Viparita kapani (legs against the wall) is wonderful since it can be done from the comfort of a big soft bed. Simply place the legs up against the wall and shimmy the body as close to the wall as possible. This posture reroutes circulation and helps with grounding the body and mind, bringing a deeper awareness of the present moment. It’s great for beginners since it doesn’t require much flexibility or strength, only mild determination. This is a great mid-day stress buster for calming the nervous system.

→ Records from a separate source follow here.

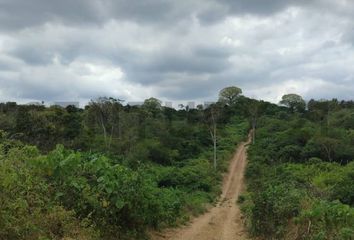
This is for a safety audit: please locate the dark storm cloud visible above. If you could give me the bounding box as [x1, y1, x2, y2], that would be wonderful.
[0, 0, 311, 30]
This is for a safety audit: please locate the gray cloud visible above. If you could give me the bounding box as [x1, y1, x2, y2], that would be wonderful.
[0, 0, 354, 101]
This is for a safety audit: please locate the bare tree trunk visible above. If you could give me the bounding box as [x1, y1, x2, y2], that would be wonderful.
[210, 125, 217, 169]
[252, 120, 256, 144]
[108, 125, 114, 148]
[100, 115, 107, 147]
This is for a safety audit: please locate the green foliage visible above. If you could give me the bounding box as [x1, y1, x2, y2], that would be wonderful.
[242, 101, 354, 240]
[0, 98, 249, 239]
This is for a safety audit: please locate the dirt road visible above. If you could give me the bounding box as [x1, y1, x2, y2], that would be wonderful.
[153, 135, 250, 240]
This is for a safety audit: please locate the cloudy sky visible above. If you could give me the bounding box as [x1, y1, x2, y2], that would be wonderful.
[0, 0, 354, 105]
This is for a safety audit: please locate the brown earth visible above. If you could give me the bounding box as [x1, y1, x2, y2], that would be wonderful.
[152, 137, 251, 240]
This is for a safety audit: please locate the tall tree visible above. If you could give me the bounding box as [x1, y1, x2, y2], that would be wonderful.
[219, 86, 242, 106]
[280, 93, 306, 112]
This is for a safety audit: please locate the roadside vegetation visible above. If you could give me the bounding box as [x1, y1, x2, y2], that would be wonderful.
[0, 87, 249, 240]
[240, 96, 354, 240]
[0, 87, 354, 240]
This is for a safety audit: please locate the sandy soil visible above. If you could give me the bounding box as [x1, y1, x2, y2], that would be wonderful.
[152, 135, 250, 240]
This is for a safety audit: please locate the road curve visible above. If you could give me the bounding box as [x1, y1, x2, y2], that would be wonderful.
[152, 135, 251, 240]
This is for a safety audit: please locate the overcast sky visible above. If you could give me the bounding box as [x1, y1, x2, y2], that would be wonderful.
[0, 0, 354, 105]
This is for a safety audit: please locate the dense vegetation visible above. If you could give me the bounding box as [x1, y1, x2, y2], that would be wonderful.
[0, 87, 354, 240]
[0, 91, 249, 240]
[240, 96, 354, 240]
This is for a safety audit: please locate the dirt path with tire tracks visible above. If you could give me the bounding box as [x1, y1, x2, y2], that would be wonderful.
[152, 137, 251, 240]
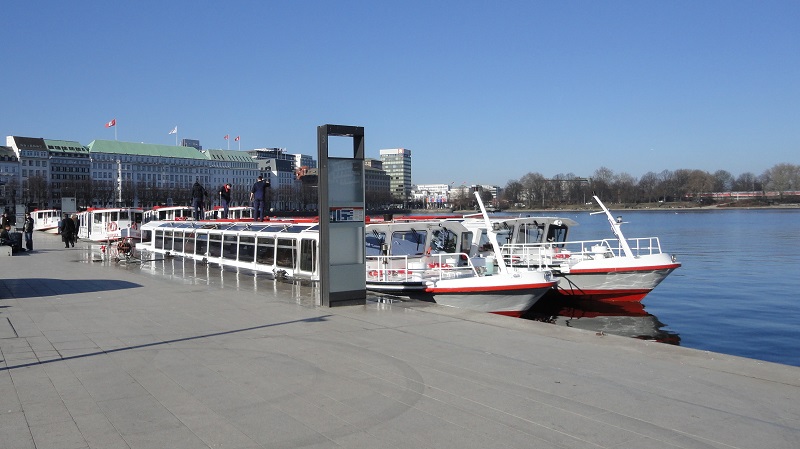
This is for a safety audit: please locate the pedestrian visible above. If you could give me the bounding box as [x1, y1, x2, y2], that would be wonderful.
[250, 175, 269, 221]
[192, 179, 208, 220]
[219, 184, 231, 218]
[22, 212, 33, 251]
[61, 214, 75, 248]
[69, 214, 80, 248]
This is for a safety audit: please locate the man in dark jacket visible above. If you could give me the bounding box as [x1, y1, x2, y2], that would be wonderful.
[219, 184, 231, 218]
[192, 179, 208, 220]
[22, 213, 33, 251]
[61, 214, 77, 248]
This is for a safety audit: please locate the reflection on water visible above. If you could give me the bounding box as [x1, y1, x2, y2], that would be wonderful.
[522, 295, 681, 345]
[79, 244, 319, 307]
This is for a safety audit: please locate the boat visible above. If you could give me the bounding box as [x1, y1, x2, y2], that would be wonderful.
[142, 206, 194, 223]
[465, 196, 681, 302]
[204, 206, 255, 221]
[78, 207, 144, 242]
[137, 219, 319, 281]
[31, 209, 61, 234]
[137, 193, 556, 316]
[366, 192, 557, 317]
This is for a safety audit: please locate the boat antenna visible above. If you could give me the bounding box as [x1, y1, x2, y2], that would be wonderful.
[475, 190, 508, 273]
[589, 195, 634, 257]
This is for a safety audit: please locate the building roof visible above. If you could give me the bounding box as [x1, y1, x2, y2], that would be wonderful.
[203, 150, 256, 163]
[44, 139, 89, 155]
[89, 140, 208, 160]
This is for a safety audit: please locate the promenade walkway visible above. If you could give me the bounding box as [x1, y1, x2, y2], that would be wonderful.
[0, 233, 800, 449]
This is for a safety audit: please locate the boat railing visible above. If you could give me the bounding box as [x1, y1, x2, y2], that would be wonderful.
[500, 237, 661, 268]
[366, 253, 479, 282]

Salamba sarvasgasana (shoulder stand) is good for the more intermediate yogi, as it involves turning most of the body upside down – and the mind in consequence. Stress and anxiety are more a perception of danger, and bringing the mind back to the present often relieves this unnecessary tension.

Sirsasana (tripod headstand) – or any headstand really – is recommended for relieving stress in the more advanced yogi. This pose reverses the blood flow completely, improving circulation and decreasing anxiety, and it may not be as difficult as you think. An intermediate student can learn with the help of a teacher. Try starting against a wall, which feels a little safer. If that’s too difficult, the standing forward bend is also another great inversion that can be done anytime, anywhere.

Let’s applaud Britney for preaching the gospel of yoga to a wider audience. Like anything, it’s important to practice as regularly as possible, since the benefits and positive experience of yoga greatly increase over time. Check out Yoga Journal’s chart of postures for anxiety.

Our bodies have an incredible power to heal themselves, but stress and anxiety act as a big barrier to our natural ability. Slowing down the body and mind is a great way to give the body the time it needs to relax and heal itself.